The thing is, it ought to be easy to bring the racial aspect of the gun issue into the protest. Black people really do suffer disproportionately from gun violence. Instead of inviting sympathy, signs and slogans like the one activists Instagrammed, and that the BBC magnified, take exactly the opposite approach. The BBC story highlights a widely-shared tweet from a black person angry that the gun march in DC didn’t exactly conform to his politics, and therefore rejecting it as racially insensitive. Such vanity.
John Gray writes, of liberals, “Possessed by faith in an imaginary humanity, both seek to weaken or destroy the national and religious traditions that have supported freedom and toleration in the past.” Similarly, possessed by faith in the chimera of “intersectionality,” some anti-gun liberals are trying to build a movement based on applying their all-purpose resentment against the usual left-wing hate figure: white males. Instead of inviting more people into the movement by reaching out by appealing to a common national or religious tradition, the movement is likely to alienate many by celebrating its own intersectional fabulousness — a knee-jerk habit that the mainstream media can’t resist either.
This story from Teen Vogue headlined “Queer Teenage Girls Are Leading The Gun Control Movement” is a prime example.

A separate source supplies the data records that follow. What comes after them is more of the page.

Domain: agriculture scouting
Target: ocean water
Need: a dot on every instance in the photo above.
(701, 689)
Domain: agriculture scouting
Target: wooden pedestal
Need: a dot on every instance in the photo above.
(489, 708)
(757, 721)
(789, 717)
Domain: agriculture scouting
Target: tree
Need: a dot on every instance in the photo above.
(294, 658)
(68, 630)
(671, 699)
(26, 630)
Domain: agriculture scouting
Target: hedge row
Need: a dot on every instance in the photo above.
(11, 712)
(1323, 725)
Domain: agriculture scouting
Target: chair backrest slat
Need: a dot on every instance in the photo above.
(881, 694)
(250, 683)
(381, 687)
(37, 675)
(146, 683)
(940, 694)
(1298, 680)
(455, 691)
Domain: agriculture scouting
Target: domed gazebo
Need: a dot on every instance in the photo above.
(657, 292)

It’s not really journalism, but gushy propaganda — but this is how the media always are on LGBT issues. They think these things are always and everywhere something to be celebrated and shouted to the skies as achievements. Okay, but imagine how that headline will be read outside progressive circles. Imagine how it looks to the kind of people who own guns and who feel under threat by the new movement to read stories about how it is inseparable from the LGBT rights movement, because intersectionality.
(It is also true that people can see plain as day that the media are crusading on this issue. Follow the Teen Vogue link above, and look at the highly produced multimedia package promoting the gun control movement. A movement led by queer teenagers, demonizing white males, and puffed by New York media elites: the populist-themed NRA ads practically write themselves.)
The media and the activists will be gobsmacked by the backlash, because they will not have been able to see it coming, nor will they have understood their own complicity in sabotaging their cause. That’s how it usually goes with True Believers.